Nuevos imprevistos se suman al proyecto de remodelación del hotel RIU Maspalomas Oasis, ubicado en el municipio de San Bartolomé de Tirajana, al sur de la isla de Gran Canaria.

Tras superar un bloqueo de más de cinco años que ha llevado a conflictos entre las entidades locales, insulares y autonómicas y requirió la intervención del Tribunal Superior de Justicia de Canarias, el establecimiento de la hotelera balear inició sus obras de remodelación el pasado mes de abril.

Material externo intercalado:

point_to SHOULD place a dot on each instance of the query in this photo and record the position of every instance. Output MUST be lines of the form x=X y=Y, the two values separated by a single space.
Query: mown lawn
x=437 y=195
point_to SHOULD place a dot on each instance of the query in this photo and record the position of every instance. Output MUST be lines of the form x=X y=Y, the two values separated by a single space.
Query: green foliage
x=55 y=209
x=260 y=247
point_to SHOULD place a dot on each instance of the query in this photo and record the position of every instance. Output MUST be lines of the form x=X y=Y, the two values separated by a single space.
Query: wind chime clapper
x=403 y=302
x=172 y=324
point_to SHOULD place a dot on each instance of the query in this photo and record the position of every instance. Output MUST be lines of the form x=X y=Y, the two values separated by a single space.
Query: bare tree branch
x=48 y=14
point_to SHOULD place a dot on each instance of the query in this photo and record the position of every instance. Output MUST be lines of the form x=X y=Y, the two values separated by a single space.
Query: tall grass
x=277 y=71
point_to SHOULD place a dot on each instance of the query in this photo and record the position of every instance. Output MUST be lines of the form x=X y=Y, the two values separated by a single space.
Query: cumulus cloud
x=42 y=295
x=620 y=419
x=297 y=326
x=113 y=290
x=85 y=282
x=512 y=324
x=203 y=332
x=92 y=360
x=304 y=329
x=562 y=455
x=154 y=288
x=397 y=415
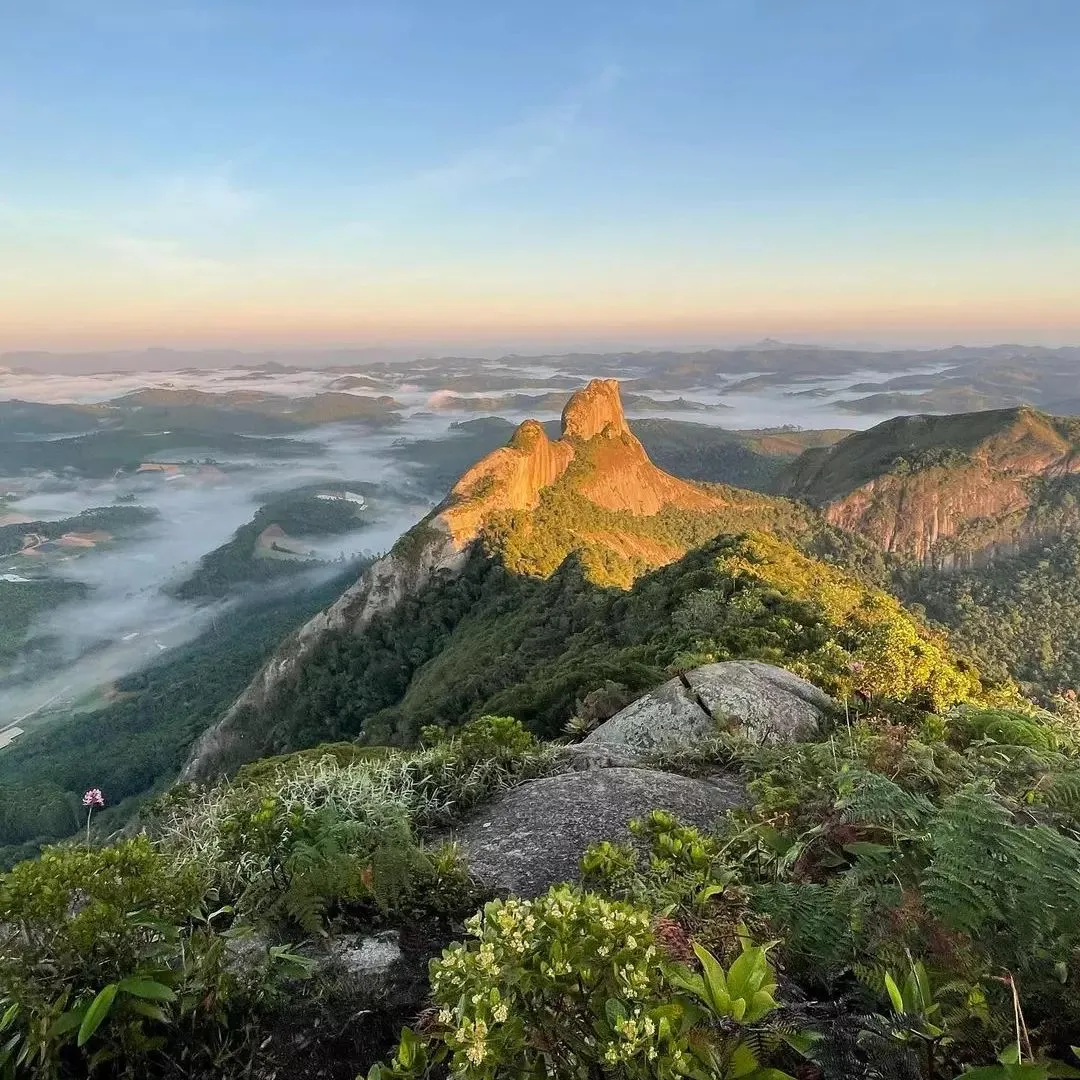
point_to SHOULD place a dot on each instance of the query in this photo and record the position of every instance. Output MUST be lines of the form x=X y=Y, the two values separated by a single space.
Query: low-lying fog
x=127 y=619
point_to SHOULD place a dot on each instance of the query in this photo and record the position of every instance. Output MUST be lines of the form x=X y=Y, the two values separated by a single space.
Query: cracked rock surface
x=534 y=836
x=766 y=703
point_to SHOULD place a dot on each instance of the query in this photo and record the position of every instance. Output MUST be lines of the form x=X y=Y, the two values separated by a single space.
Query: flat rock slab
x=534 y=836
x=766 y=703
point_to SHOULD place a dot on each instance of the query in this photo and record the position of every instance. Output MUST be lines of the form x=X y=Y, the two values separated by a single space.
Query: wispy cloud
x=166 y=258
x=204 y=196
x=523 y=148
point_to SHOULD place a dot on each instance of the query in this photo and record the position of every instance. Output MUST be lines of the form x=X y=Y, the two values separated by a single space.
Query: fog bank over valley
x=191 y=473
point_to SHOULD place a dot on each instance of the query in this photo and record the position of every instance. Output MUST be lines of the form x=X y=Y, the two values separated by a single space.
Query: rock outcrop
x=612 y=471
x=766 y=703
x=534 y=836
x=950 y=490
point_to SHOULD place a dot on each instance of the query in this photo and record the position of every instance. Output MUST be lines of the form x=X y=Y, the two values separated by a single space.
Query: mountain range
x=642 y=720
x=941 y=494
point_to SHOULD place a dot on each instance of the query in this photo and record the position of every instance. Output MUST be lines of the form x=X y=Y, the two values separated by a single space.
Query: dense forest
x=238 y=563
x=137 y=743
x=1015 y=615
x=490 y=640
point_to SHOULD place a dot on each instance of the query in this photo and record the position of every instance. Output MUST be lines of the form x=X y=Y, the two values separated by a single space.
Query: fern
x=989 y=876
x=872 y=799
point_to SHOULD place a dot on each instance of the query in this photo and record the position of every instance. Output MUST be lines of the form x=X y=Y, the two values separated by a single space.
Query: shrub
x=574 y=985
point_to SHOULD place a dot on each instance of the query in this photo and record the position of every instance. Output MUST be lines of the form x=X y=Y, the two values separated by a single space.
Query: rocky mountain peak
x=595 y=410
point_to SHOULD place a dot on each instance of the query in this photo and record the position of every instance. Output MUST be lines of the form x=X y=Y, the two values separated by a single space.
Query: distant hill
x=952 y=490
x=528 y=505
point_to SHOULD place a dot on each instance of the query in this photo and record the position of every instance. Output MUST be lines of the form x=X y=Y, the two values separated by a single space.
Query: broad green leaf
x=742 y=1063
x=747 y=972
x=96 y=1013
x=922 y=985
x=1061 y=1069
x=760 y=1004
x=149 y=1010
x=716 y=983
x=67 y=1022
x=894 y=996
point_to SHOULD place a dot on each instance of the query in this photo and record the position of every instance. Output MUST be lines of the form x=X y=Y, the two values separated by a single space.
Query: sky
x=264 y=173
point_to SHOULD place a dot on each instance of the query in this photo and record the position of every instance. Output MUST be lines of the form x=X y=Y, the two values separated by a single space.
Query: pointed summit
x=595 y=410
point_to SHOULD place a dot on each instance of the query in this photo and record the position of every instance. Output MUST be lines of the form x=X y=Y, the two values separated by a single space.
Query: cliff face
x=596 y=459
x=946 y=490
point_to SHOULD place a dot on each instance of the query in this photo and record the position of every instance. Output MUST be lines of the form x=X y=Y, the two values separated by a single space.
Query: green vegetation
x=238 y=562
x=134 y=745
x=494 y=642
x=921 y=442
x=901 y=899
x=112 y=520
x=754 y=460
x=121 y=960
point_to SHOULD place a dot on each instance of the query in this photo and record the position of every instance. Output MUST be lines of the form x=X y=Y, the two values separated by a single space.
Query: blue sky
x=377 y=170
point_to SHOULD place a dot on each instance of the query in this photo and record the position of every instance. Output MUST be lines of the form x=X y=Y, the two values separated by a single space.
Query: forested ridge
x=896 y=895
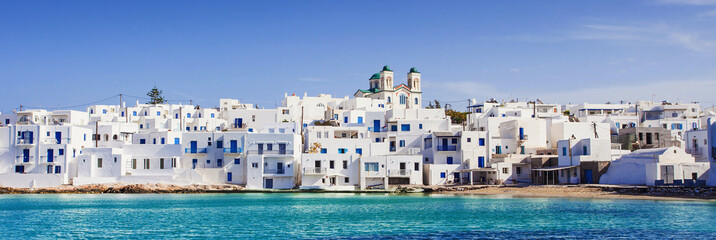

Ahora, la sombra de la paralización pesa sobre las obras de remodelación de este establecimiento hotelero que fue construido en 1969 y adquirido por RIU en 1997. Actualmente la Fiscalía está investigando si los trabajos que se realizan para poner a punto este hotel están ocupando suelo público y están afectando al Palmeral del Oasis, un espacio protegido por la Reserva Natural Especial de las Dunas de Maspalomas.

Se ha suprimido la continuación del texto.